When we first took his company to market several years ago, he had just bought the business. For long-term planning purposes, I asked him about his exit strategy, and he replied that there were two options: build up the business to a point where revenues from a large installed base allowed him to cruise into retirement, or to sell the business one day.
In order to maximize resale value, it was key for the company to build brand awareness – superior technology doesn’t promote itself, I don’t care what engineers say. As a new player, another challenge was credibility. Plus, the company had a small marketing budget. When you run into this situation, the client has to be willing to commit a fixed budget every year so that even if the marketing campaign is low-key, it’s consistent every year. When there are good years, you can bump up the marketing activities, but the baseline remains consistent.

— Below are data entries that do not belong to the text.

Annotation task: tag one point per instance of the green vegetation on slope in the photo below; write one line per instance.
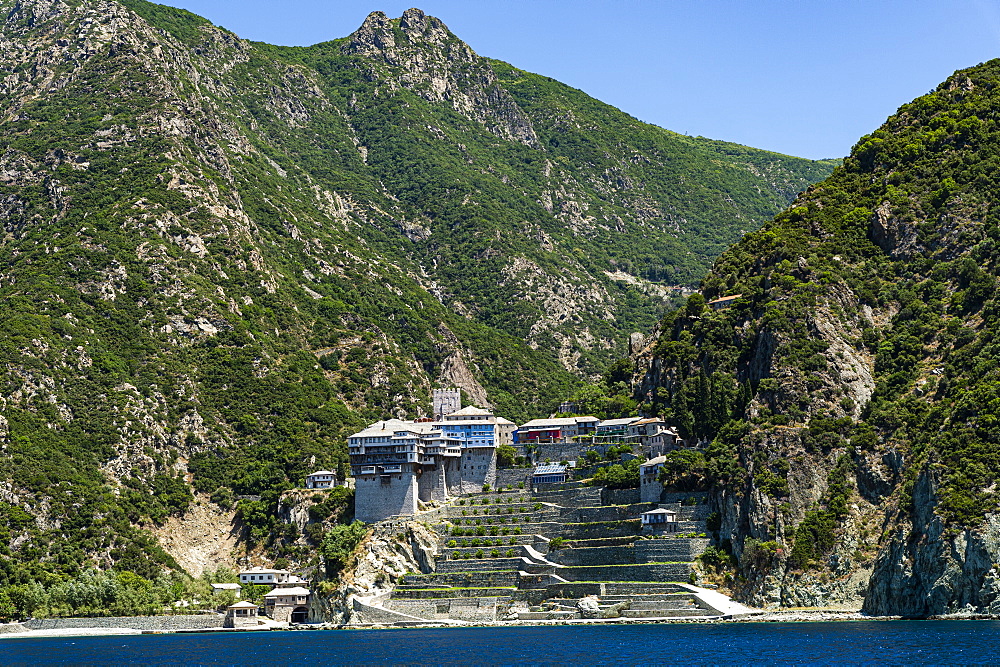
(889, 266)
(220, 258)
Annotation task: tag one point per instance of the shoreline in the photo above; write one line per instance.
(774, 616)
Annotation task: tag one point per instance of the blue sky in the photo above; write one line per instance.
(803, 77)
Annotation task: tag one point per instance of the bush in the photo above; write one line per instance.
(339, 544)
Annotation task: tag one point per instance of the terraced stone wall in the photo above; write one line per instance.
(654, 572)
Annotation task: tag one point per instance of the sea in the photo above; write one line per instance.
(819, 643)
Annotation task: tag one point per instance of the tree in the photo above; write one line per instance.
(506, 455)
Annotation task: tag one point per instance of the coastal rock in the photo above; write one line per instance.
(385, 555)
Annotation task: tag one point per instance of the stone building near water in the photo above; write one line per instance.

We allocated the major part of the company’s marketing budget to placing ads in the premier publication for his industry. Not full page ads, and not in every issue, but decent size ads running in every other issue to create a consistent, credible presence and to get across the key messages.
Nothing gets a message across as well as quotes from happy customers, so we also ran a case study campaign, pitching ideas for contributed articles to the editor of the publication and building a relationship so that we could have some influence on the timing of the stories; the goal was to have the contributed articles run in issues where the ads didn’t. We didn’t make this happen in every issue, but on the whole, the strategy was successful, nearly every issue contained something about the company, and the market noticed.

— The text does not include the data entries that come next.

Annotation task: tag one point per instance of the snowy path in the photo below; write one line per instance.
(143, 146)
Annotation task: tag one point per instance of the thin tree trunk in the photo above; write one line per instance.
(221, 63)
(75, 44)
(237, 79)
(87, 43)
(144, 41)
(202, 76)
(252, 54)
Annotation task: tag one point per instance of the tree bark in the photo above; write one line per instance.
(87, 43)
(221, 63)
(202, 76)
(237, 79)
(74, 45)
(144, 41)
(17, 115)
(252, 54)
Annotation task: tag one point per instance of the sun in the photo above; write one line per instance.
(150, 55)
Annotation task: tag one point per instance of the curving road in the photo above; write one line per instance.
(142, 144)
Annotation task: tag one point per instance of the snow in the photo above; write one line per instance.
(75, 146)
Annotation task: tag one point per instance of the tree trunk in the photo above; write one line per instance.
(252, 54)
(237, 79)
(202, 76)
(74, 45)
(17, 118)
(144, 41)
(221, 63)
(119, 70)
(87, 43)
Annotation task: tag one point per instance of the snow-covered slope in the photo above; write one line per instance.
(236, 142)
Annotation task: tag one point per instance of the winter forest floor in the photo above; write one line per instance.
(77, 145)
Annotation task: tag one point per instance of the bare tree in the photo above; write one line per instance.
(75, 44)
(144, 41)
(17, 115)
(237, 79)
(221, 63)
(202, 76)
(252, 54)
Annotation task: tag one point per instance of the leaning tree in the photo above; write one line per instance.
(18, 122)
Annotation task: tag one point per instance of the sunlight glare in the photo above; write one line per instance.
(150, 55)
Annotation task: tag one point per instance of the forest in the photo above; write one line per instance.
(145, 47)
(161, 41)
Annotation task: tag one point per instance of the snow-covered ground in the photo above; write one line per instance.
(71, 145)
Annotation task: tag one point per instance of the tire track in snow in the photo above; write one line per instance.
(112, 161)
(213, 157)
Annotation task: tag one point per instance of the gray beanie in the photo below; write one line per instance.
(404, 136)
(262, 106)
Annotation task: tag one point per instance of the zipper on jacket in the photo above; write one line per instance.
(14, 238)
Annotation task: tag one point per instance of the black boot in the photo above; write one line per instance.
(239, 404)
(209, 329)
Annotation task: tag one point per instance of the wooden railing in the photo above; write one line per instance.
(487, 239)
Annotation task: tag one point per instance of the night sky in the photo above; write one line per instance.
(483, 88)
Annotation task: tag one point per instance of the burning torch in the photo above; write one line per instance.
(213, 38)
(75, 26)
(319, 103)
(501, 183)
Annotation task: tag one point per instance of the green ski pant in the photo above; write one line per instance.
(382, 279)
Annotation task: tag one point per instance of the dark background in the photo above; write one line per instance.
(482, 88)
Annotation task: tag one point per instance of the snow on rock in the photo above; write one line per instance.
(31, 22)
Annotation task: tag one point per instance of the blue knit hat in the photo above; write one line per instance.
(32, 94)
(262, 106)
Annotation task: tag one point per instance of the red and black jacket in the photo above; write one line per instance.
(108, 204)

Over the next few years, the company got tangible proof these activities were making a difference: from the number of enquiries through the company’s website to the number of attendees at trade shows who came to see the product. The client came back from one show and told me, with a big grin, that one of the major players had been heard to ask “Who ARE these guys?”
Now a competitor has approached them about buying the company. The client is convinced that a consistent approach to marketing has helped establish brand value, making the company a valuable target for acquisition. Love it when good things happen to good clients.